Voyons à présent, l’hypothèse du fantasme. Si nous renversons la perspective de l’analyse, en considérant que le point de vue de l’imam reflète la morale sexuelle en vigueur à cette époque, il apparaît clairement que Sidi Mhammad par son comportement, commet une infraction grave à cette morale. Dans Ce troisième récit, les hommes du ksar se plaignent, auprès du frère aîné de Sidi Mhammad, du fait que celui-ci, en jouant de la flûte, détourne les femmes de leurs tâches domestiques. Cette perturbation de l’activité habituelle des femmes est directement liée au fait que celles-ci sont séduites par la flûte de Sidi Mhammad. Sur cette relation entre les femmes du Gourara et la flûte, Mammeri écrit : “En voyant venir le flûtiste, les femmes disent : “ Iw' a bab n temja, ikhs-it wul inu” : Viens flûtiste, mon cœur aime entendre la flûte.”[2] Le même auteur ajoute ce détail technique : “Quand tous les trous (de la flûte) sont ouverts on a un sudus ; on dit que l’air est féminin et que la flûte pousse des youyous comme une femme, la tseghrurut am tmettut ”[3].
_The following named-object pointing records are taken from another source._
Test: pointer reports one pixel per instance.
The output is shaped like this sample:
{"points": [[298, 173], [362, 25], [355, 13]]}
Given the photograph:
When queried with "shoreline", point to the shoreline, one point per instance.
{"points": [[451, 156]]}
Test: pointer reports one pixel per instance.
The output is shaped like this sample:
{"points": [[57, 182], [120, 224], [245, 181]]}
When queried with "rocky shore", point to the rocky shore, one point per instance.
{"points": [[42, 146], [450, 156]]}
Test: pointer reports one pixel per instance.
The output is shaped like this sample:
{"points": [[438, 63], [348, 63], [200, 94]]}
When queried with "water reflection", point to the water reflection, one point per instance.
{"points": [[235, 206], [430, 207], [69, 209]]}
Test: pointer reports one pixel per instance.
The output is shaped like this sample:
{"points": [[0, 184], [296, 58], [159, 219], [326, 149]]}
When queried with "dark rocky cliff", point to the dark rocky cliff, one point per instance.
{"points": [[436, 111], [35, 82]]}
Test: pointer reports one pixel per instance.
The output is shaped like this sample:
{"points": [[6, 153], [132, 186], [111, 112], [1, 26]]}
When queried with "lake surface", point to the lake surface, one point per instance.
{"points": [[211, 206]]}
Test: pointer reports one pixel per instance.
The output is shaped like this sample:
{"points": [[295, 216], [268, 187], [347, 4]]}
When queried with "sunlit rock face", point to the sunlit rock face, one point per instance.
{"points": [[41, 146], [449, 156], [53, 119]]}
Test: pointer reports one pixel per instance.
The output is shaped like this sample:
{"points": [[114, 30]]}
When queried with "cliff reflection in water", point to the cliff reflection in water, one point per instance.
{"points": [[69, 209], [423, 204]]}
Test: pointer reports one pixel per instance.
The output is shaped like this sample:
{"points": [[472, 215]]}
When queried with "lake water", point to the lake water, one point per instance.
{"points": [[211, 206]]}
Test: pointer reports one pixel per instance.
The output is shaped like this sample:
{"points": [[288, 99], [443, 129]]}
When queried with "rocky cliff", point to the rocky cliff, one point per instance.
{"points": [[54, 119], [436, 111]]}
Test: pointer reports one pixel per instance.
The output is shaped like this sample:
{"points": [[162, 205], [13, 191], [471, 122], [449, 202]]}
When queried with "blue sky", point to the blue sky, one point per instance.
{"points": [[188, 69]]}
Cet instrument renvoie donc à l’univers féminin et le flûtiste est l’homme qui se rapproche le plus de ce monde : il séduit les femmes en jouant de l’instrument qu’elles aiment le plus. Le flûtiste est donc un séducteur qui attise les passions et détourne les femmes de la norme. Nous l’avons dit plus haut, il les perturbe en les attirant vers lui dans un mouvement qui leur fait perdre tout contrôle. Or, le comportement de l’imam, par rapport à Sidi Mhammad, rejoint en définitive celui des hommes du ksar mécontents de l’action néfaste du flûtiste sur leurs femmes. Mais, si l’imam semble condamner une mixité prohibée ou, à tout le moins, sévèrement réglementée par l’Islam, les hommes du ksar craignent le caractère imprévisible du comportement de Sidi Mhammad. Dans la conception populaire, les wali échappent à tout contrôle social et les actes les plus répréhensibles et blâmables sont tolérés venant d’eux. Mais cette acceptation de toutes les actions des wali n’empêchent pas que des fantasmes se cristallisent à leur sujet. Ceci nous ouvre une toute autre perspective sur les relations entre les wali et les ksouriens. En acceptant leur comportement qui défie parfois les normes établies, les ksouriens peuvent se laisser “imaginer” que les saints soient parfois amenés à défier la morale sexuelle. Partout ou ils s’installent, on leur donne des épouses légitimes, mais leurs instincts qui se déchaînent, parfois de manière incontrôlable, peuvent amener les saints à désirer les femmes des ksouriens. L’usage que certains wali font de la flûte peut concourir, lui-même, à déclencher le désir, tout aussi incontrôlable, des femmes.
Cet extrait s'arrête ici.